Nie minęło dużo czasu, a szłam już na dół. Weszłam od razu do kuchni, gdzie była Pani Laura.
-Dzień dobry.- powiedziałam nieśmiało.
-Wiedziałam, że przyjdziesz się tłumaczyć.- zaśmiała się wesoło.
-Właściwie to ja...- próbowałam jakoś się tłumaczyć, ale było to raczej zbędne.
-Kochana, naprawdę nie musisz się usprawiedliwiać. Wiedziałam, że jak tylko zostaniecie sami, to ugniesz się pod urokiem osobistym Uckera i dasz szansę tej miłości. Tylko nie spodziewałam się, że tak szybko... Bardzo się cieszę, że w końcu ktoś da szczęście mojemu synowi.
-Dziękuję, że nie jest Pani zła.
-Dlaczego miałabym być zła?
-No, bo wczoraj mówiłam, że nic z tego nie będzie, a dzisiaj zobaczyła nas Pani razem w łóżku. Tak mi głupio...- w tej chwili do kuchni weszła Anahi, a po chwili wyszła wkurzona.
-Nie przejmuj się tym. Nie musisz mi się ze wszystkiego tłumaczyć, jesteście dorośli. Lepiej pogadaj z Ann, bo chyba się znowu obraziła.

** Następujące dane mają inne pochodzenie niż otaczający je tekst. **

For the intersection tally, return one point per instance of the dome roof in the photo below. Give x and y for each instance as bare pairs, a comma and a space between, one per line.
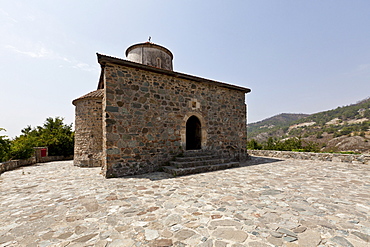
149, 45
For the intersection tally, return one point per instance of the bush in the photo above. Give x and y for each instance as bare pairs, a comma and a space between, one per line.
54, 134
4, 147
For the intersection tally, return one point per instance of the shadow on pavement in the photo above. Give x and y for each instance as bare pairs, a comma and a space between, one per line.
256, 160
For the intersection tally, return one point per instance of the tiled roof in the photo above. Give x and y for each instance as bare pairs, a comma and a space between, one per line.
103, 59
97, 94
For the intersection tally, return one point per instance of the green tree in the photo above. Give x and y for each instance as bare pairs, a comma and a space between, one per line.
54, 134
4, 147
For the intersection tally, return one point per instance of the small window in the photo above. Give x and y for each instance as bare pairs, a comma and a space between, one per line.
159, 62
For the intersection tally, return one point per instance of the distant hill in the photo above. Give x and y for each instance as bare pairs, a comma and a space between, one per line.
342, 129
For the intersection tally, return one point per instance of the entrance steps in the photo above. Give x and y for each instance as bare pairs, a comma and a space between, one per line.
198, 161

-Zwariuję z taką przyjaciółką.- zaśmiałam się i westchnęłam głośno.
Pobiegłam za nią na górę. Myślałam, że pójdzie do swojego pokoju, a ona wpadła do Uckera z awanturą.
-Co, znowu ją skrzywdzisz?!- krzyknęła, rzucając się na niego z pięściami.
-Czyli już wiesz?...- zapytał bezbronny wobec jej złości. -Uspokój się, przecież nic nie zrobiłem!- podniósł na nią głos, przytrzymując jej ręce.
-Ann, pogadajmy.- powiedziałam, wchodząc do pokoju.
-Nie widzisz, że teraz gadam z tym idiotą?
-Anahi, przestań! Uspokój się i daj mi to wyjaśnić.
-Dul, daj se spokój. Co będziesz się wariatce tłumaczyć? Ona nawet rozmawiać nie umie.- wtrącił się Ucker. -I jeśli za moment się nie ogarnie, to ją stąd wyrzucę.- dodał już zirytowany jej zachowaniem.
-Dobra, chodź, bo i tak nie mogę na niego patrzeć.- zgodziła się i wyszła pierwsza jak księżniczka.
Wyszłyśmy przed dom i usiadłyśmy na ławce. Siedziała obrażona z założonymi rękami.
-Ann, przestań się obrażać i awanturować.
-Nie mogę patrzeć jak kopiesz sobie grób.- odpowiedziała ponurym głosem coś w stylu Uckera kiedyś.
-Ja pierdziele, nie przesadzaj! Doceniam twoją troskę, ale nie wpieprzaj się w nieswoje sprawy, bo mam tego dość. To moje życie i to ja będę żałować swoich decyzji. Nie masz prawa rzucać się na Uckera, bo nic złego mi zrobił.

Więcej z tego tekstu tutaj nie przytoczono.